Multiple Cogs accessing the same object

jsaddiction · 2014-01-13 04:55

Ok so I have done some searching and can not find an understandable answer to my question.

I am working on an ethernet project using a WIZnet for quickstart board. I am currently working on an object called "ethernet". Ethernet has one reference to the object "W5200" which starts an spi interface to the chip.

In my "Ethernet" object I have three methods that have the ability to access the W5200 object and communicate with the WIZnet chip.

The first one is called get_data and is launched with cognew command and runs in a repeat loop which "mines" data from a database using http POST requests and a PHP script. This should give me quick access time to a global array in which the "mined" data resides.

The second one is called get_Internet_time and runs when a parent object calls it. It returns SNTP time stamp used to sync the RTC.

The third one is called get_Sunset and also runs when a parent object calls it. It makes another http POST request to another PHP script that calculates sunset for a given day.

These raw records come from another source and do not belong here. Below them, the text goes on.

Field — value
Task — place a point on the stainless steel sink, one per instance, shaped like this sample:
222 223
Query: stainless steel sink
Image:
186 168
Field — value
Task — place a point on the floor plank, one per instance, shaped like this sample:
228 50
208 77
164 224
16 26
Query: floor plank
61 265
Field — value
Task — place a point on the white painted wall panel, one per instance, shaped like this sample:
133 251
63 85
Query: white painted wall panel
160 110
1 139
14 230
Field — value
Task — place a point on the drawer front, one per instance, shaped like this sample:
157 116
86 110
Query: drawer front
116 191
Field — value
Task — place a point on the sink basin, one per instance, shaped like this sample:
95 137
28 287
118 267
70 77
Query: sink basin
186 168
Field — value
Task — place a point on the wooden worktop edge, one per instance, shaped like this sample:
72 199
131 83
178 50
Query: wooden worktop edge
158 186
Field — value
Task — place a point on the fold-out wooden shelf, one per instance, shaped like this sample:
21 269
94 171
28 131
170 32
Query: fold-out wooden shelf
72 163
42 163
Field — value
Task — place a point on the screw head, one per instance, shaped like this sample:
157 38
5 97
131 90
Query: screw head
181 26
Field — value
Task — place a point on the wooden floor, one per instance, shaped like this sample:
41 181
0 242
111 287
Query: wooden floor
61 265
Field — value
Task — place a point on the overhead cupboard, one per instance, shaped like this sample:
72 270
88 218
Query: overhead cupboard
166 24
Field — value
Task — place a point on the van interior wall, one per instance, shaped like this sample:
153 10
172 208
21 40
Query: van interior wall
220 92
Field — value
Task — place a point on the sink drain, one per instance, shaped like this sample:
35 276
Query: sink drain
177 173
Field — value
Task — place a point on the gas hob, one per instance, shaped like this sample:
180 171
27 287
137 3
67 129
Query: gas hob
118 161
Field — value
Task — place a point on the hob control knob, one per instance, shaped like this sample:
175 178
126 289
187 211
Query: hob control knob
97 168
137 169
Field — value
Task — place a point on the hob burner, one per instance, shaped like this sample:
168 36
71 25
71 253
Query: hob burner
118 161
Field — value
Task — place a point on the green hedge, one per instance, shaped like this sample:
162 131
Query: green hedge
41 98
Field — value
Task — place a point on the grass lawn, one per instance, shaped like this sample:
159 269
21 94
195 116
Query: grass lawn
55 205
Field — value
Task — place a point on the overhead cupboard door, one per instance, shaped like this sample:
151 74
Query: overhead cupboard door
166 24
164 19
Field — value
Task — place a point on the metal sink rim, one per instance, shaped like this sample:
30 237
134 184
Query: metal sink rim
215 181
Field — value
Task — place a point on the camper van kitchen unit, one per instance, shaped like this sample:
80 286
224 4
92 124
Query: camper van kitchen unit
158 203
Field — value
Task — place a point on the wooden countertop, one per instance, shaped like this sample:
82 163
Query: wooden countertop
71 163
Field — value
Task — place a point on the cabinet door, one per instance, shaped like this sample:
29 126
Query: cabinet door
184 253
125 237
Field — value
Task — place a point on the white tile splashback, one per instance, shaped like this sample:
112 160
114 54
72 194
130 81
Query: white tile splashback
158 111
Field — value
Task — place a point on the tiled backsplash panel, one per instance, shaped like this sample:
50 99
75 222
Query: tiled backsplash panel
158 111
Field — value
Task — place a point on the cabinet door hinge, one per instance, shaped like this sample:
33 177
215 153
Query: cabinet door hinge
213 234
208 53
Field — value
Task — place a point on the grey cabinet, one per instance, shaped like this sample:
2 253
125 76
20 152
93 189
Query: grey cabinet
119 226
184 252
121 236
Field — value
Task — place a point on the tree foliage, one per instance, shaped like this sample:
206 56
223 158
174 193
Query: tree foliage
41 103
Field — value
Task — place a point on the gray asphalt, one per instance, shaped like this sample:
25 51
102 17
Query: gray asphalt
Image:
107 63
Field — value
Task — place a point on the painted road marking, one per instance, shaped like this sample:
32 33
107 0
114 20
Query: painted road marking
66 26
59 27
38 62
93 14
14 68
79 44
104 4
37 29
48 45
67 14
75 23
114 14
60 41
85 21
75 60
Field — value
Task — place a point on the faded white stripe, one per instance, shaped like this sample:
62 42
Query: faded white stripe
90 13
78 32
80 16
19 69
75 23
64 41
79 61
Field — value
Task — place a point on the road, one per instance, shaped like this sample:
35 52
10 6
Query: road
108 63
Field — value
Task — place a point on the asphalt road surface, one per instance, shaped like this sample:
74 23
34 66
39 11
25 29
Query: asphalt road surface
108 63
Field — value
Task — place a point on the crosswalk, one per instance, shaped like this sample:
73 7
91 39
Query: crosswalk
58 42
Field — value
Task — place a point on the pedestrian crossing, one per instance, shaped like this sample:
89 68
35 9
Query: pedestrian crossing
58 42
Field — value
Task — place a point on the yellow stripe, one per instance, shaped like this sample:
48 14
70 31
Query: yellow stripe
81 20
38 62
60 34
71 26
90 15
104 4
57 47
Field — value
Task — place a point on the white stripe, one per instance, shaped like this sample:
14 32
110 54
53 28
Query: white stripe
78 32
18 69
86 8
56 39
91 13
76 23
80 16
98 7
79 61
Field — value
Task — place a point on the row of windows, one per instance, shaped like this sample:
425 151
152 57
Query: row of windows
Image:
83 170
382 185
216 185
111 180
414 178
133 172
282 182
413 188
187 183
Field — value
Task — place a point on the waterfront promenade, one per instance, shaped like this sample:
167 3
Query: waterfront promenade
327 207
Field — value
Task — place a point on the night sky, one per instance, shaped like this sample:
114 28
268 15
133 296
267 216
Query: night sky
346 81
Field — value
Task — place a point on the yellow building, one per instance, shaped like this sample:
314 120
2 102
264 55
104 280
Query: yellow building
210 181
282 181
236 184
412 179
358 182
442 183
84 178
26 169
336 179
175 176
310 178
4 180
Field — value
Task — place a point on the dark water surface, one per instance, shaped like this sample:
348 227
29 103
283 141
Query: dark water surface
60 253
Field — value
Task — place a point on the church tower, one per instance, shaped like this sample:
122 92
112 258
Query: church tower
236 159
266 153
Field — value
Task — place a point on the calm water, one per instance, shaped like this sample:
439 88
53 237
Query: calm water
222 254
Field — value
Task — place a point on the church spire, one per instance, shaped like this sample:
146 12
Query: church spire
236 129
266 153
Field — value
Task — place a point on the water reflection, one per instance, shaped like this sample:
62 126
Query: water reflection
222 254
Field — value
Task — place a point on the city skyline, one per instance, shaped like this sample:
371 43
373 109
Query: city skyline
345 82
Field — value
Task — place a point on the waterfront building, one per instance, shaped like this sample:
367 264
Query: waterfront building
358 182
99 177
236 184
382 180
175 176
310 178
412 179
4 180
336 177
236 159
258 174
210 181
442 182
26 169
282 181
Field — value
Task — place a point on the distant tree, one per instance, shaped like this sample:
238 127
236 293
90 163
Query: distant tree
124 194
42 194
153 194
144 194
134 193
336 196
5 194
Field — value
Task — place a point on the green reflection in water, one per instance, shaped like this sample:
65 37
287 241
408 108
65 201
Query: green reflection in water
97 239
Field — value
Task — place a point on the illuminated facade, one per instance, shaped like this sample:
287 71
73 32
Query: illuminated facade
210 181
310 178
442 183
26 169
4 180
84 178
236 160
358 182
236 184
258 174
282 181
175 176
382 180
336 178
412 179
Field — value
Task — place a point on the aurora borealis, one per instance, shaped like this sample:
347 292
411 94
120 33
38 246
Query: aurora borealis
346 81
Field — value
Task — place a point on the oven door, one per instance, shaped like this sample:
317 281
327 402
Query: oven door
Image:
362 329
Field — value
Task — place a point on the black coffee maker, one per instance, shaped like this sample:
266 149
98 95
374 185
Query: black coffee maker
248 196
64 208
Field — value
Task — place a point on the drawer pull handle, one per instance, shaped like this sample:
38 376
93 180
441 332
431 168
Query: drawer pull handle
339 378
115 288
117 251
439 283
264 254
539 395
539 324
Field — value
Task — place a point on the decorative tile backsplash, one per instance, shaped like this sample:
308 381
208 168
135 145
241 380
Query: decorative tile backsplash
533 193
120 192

Here is the problem if you haven't figured it out already. With the first method running in a new cog and in a repeat loop I was experiencing some data collisions as multiple cogs tried to access the same spi port at the same time. I tried adding some code to each method which checked the status of a global variable called WIZlocked. The code is a simple repeat while WIZlocked and then set WIZlocked to true then do some task then when done with task set WIZlocked to false.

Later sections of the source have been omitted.